The characters regard themselves as politic huntsmen, but the play’s hunting vocabulary ‘collapses the distinctions that its dramatis personae would establish between themselves’ such that hunter and prey prove interchangeable and the hunting activities ‘become the analogues of dishonour, dishonesty, and moral debasement’. Claudius possesses sufficient self-awareness to apprehend the problem of ‘sham’ personae being the only solution in the moral universe he inhabits, but Hamlet ‘remains determined not to have to confront or acknowledge the binds into which he and his peers have been cast by the privation of moral order, and he evades them by seeking to adapt the personae bequeathed to him by late sixteenth-century convention’. Chapters 3, 4, and 5 of Lewis’s book focus on three of these personae: the roles of ‘historian’, ‘poet’, and ‘philosopher’, respectively, as Lewis advances his claims for Shakespeare’s use of Hamlet to ‘upend the humanist order of poetics’. Chapter 3 sees Lewis turn to mnemonic language and pursue an argument about the intersections of memory, imagination, and reason, and how Hamlet’s performance of identity as ‘a dutiful and loving son’ leads him ‘to confect a memory of his father that is grounded in neither emotional nor historical reality’. Shakespeare rejects the humanist faith in the wisdom of the past as a means for acquiring self-knowledge, for ‘the concerns of the shifting present’ deprive memory of any ‘legitimating force’. In Chapter 4 the concept of Hamlet as poet (author of love poetry to Ophelia; adapter of The Murder of Gonzago) is used to expose ‘a series of disjunctions’ between humanist theory and practice, revealing Hamlet as ‘a university man who champions humanist poetics without the ability to apply them critically’. In Chapter 5, Hamlet the philosopher ‘emerges as a thinker of unrelenting superficiality, confusion, and pious self-deceit’, but it is not Hamlet so much as the limitations of early modern philosophy to comprehend the world around it that are judged here, as the self-reflexive techniques of drama are deployed by Shakespeare to paradoxically simulate the (ultimately futile) fictions ‘through which humankind seeks to make sense of itself’.

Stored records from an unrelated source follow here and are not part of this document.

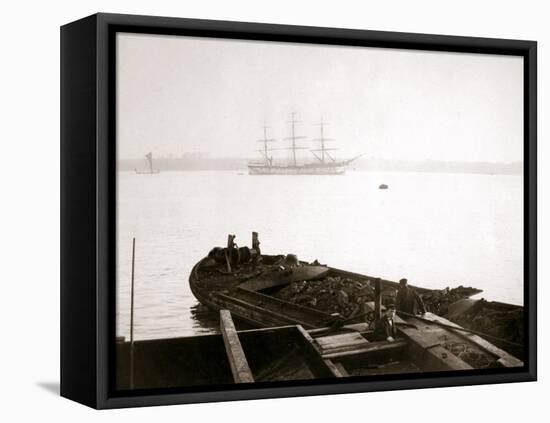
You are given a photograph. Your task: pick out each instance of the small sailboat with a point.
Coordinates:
(150, 171)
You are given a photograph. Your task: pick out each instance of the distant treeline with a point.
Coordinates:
(198, 161)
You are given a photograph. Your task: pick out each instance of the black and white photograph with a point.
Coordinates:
(292, 211)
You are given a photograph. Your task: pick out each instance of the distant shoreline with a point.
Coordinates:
(366, 165)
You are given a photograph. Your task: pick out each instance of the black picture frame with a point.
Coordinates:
(88, 184)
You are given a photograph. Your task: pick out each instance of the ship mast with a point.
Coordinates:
(264, 151)
(324, 151)
(149, 157)
(293, 139)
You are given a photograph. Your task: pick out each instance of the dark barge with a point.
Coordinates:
(245, 282)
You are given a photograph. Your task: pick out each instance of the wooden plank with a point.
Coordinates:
(338, 371)
(507, 360)
(371, 348)
(321, 366)
(340, 368)
(235, 354)
(339, 341)
(426, 346)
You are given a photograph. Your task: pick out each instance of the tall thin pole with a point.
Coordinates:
(322, 141)
(132, 316)
(293, 140)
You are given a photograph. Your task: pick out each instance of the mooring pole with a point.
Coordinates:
(132, 316)
(377, 299)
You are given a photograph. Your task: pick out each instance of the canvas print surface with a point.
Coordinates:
(288, 212)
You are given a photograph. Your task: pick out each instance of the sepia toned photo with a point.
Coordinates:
(288, 212)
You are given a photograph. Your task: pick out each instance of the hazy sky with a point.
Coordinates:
(184, 94)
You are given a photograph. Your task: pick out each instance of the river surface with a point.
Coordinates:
(437, 230)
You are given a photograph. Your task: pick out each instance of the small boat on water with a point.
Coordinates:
(246, 283)
(150, 170)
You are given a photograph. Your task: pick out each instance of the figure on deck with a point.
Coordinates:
(384, 328)
(408, 300)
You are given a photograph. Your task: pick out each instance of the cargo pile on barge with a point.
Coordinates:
(308, 321)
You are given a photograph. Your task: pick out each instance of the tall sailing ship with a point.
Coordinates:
(324, 163)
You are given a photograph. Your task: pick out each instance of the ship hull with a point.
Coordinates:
(296, 170)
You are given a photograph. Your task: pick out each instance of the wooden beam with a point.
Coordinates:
(371, 348)
(377, 299)
(234, 350)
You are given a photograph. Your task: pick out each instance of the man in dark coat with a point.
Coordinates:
(384, 328)
(408, 300)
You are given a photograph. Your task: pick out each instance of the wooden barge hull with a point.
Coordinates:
(431, 342)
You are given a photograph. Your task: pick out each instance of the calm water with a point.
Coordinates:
(437, 230)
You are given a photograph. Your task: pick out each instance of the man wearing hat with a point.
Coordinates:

Hamlet 050617photoRichardHubertSmith 7344 copy John Tomlinson and Allan Clayton in Brett Dean's Hamlet, at the Glyndebourne Opera Festival (photograph by Richard Hubert Smith)

 

The terrain covered by this book is familiar: memory, poetry, philosophy and an exploration of the ‘self’. These familiarities are carefully interrogated and historicised, however, leaving them significantly altered in the mind of the reader. Lewis presents a Hamlet who ‘attempts to see and describe things ... as they really are, who believes that he can do so, but whose vision depends on the learned order he affects to despise’. Humanism is shown to fall short of the task of comprehending the world’s truths, but as a ‘post-humanist work of tragedy’, Hamlet prompts self-examination and ‘demonstrates by example, rather than theoretical disquisition’ that dramatic poetry is ‘the medium best fitted to telling the truth’.